Knoxville is Appalachia, with hints of the South – hillbilly country.  My own home is less than thirty miles from Pigeon Forge where Dolly Parton grew up in a two-room cabin without electricity, at least for her early life.  It was, but is no more, one of the poorest regions in the nation.  When I tell some of my California friends I am moving to east Tennessee, the responses are remarkable.  Too kind to ask me if I am nuts, they look at me as if I am moving off-planet.  And yet I am moving there in large part because socially it reminds of the California I moved to and loved in the mid-80’s – friendly, open-minded, entrepreneurial.  Places like east Tennessee are no longer simply “flyover country” they are to be reviled.  East Tennessee is everything that was once good about California and yet California has indeed become so classist that they look down their noses at it.  To be in that area and travel to others is to know there is unquestionably classism in this nation.  That Reynolds would note it and write about it is natural.

In his column, Reynolds notes Joel Kotkin and on the blog links to and quotes extensively one of Kotkin’s latest.  Kotkin’s theme is that the current classism among the elite is suicidal, drawing parallels to the periods leading up to the French and Russin revolutions in those countries.  Says Kotkin:

Given this vast wealth, we might expect a ruling class with a strong desire to protect capitalist accumulation. But instead, we have one that almost invariably, and perhaps suicidally, adopts progressive positions. Figuring out the psychological personal motivations of this impulse is way above my pay grade, but the economic underpinnings are fairly clear.
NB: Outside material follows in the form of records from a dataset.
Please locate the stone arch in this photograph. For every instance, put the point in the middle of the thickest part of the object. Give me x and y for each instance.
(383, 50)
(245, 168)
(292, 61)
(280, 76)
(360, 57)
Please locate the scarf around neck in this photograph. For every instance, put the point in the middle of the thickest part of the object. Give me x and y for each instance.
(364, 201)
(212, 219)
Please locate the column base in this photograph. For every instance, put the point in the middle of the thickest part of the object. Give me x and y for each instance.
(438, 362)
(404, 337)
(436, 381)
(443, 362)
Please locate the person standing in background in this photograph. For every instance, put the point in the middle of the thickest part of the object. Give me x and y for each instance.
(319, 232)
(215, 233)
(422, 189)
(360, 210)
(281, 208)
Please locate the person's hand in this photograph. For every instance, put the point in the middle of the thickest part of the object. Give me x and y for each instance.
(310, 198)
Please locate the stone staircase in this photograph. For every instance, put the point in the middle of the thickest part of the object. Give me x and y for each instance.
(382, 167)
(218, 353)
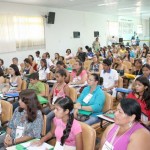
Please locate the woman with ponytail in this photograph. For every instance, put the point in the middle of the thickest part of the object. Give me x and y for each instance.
(142, 95)
(66, 129)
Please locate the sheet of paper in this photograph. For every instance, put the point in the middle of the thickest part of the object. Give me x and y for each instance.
(105, 118)
(44, 146)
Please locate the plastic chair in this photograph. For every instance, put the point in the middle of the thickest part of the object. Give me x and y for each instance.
(72, 61)
(87, 64)
(108, 105)
(7, 111)
(44, 126)
(23, 85)
(88, 137)
(120, 82)
(73, 94)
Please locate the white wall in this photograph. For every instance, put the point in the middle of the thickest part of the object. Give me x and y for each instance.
(59, 36)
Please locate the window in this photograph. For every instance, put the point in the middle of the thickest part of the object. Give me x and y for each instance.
(21, 32)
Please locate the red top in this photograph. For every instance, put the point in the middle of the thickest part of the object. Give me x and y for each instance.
(142, 104)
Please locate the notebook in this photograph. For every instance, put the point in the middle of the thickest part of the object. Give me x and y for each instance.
(84, 112)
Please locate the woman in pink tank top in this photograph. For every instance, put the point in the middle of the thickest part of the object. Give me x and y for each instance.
(60, 88)
(127, 133)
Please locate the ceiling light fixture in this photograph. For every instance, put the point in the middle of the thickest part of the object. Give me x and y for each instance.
(127, 8)
(105, 4)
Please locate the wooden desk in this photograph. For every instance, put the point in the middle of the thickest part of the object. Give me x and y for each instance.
(26, 146)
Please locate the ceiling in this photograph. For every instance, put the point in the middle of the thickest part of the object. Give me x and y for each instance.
(115, 7)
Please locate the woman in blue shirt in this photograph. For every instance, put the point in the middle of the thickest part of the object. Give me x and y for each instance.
(91, 99)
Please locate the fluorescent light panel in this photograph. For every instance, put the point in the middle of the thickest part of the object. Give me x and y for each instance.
(105, 4)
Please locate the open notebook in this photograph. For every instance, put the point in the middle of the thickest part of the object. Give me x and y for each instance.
(108, 117)
(26, 146)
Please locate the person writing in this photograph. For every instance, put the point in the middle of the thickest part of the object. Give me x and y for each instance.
(91, 99)
(66, 129)
(126, 133)
(27, 120)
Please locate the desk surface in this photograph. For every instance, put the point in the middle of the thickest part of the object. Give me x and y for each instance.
(26, 146)
(105, 118)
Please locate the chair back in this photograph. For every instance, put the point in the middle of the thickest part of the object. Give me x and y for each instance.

The elites on Wall Street, and even more so in Silicon Valley, emerged from a highly competitive economy that impressed even leftists. At the Occupy Wall Street protests in 2011, anti-capitalist demonstrators held moments of silence and prayer for the memory of Steve Jobs, a particularly aggressive capitalist. One progressive writer, David Callahan, portrays the tech oligarchs, along with their allies in the financial sector, as a kind of “benign plutocracy” in contrast to those who built their fortunes on resource extraction, manufacturing, and material consumption.
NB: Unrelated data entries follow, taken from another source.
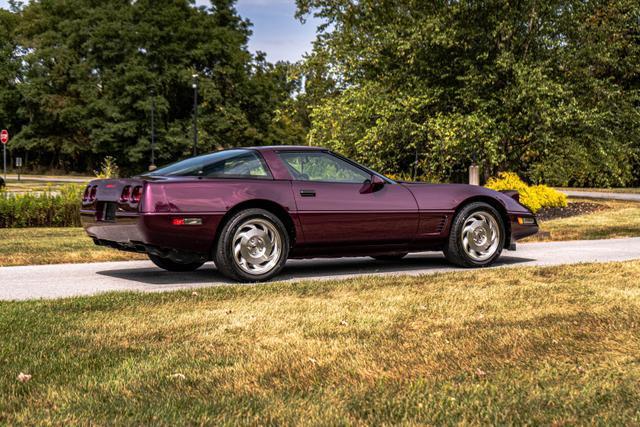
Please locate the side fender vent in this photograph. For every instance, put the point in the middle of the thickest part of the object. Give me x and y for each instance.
(441, 224)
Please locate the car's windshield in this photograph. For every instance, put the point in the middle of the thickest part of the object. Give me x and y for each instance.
(228, 163)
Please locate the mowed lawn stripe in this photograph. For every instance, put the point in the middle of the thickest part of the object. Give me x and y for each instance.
(536, 345)
(34, 246)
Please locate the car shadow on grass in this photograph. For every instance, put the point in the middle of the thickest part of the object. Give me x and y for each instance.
(326, 268)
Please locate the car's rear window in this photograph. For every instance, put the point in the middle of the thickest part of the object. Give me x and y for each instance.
(222, 164)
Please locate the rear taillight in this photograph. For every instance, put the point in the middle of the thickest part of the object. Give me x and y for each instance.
(126, 194)
(136, 194)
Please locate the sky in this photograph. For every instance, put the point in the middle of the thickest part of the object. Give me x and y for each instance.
(275, 30)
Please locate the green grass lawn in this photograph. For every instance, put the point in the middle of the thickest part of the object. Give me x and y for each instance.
(619, 219)
(22, 246)
(553, 346)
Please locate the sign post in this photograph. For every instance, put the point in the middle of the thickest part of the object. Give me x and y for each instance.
(19, 166)
(4, 138)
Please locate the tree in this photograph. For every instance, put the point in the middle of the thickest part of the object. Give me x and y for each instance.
(90, 70)
(515, 86)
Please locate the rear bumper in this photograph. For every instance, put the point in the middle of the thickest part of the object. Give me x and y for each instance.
(153, 233)
(519, 231)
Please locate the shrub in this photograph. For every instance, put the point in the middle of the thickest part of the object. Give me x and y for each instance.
(108, 169)
(46, 209)
(534, 197)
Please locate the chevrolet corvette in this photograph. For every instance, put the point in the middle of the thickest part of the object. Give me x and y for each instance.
(250, 209)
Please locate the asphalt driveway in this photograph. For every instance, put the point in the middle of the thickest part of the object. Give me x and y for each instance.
(64, 280)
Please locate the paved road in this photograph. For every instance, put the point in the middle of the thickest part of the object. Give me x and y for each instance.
(603, 195)
(55, 281)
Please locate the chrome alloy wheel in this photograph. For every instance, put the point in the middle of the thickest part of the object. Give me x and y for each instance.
(257, 246)
(481, 236)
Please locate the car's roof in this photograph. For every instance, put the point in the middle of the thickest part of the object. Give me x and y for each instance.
(287, 148)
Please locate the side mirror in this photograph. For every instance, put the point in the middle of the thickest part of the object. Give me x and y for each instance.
(372, 185)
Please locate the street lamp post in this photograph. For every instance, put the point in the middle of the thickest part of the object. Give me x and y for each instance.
(195, 114)
(153, 130)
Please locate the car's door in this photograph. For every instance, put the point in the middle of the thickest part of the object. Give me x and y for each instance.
(333, 210)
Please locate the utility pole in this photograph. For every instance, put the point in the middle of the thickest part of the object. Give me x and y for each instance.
(153, 130)
(195, 114)
(4, 138)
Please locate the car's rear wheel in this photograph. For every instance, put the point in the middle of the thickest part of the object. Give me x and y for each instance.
(390, 257)
(253, 246)
(477, 236)
(169, 265)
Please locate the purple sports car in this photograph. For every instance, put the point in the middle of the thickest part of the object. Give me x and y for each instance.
(251, 209)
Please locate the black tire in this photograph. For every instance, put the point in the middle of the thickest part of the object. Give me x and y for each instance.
(224, 255)
(167, 264)
(454, 249)
(390, 257)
Yet the tech elite today, as well as their Wall Street allies, no longer resemble the entrepreneurs of the past. The masters of our increasingly “woke” corporate elites are, for the most part, now second-generation bureaucrats presiding over the wealthiest, most pervasive monopolies on the plant. Controlling 90 percent of a market like search (Google), operating system software (Microsoft), dominating the cloud and on-line retail (Amazon) or 90 percent of phones (Google and Apple) does not turn executives into-risk takers but acquirers. Three tech firms now account as well for two-thirds of all on-line advertising revenues, which now represent the vast majority of all ad sales. Once paragons of entrepreneurial vigor, these firms, as Mike Lind has noted, have morphed into exemplars of “tollbooth capitalism,” which receive revenues on transactions that far exceed anything they lose in failed ventures and acquisitions.

Well, while Kotlin claims motivation is “above his pay grade,” I think we need to at least take a shot.  I honestly think all we need to understand it is a single quote from G.K. Chesterton:

“When men choose not to believe in God, they do not thereafter believe in nothing, they then become capable of believing in anything.”

Our “benign plutocracy” is ungrounded and seeks to fill the void that has created in their lives with self-destructive nonsense.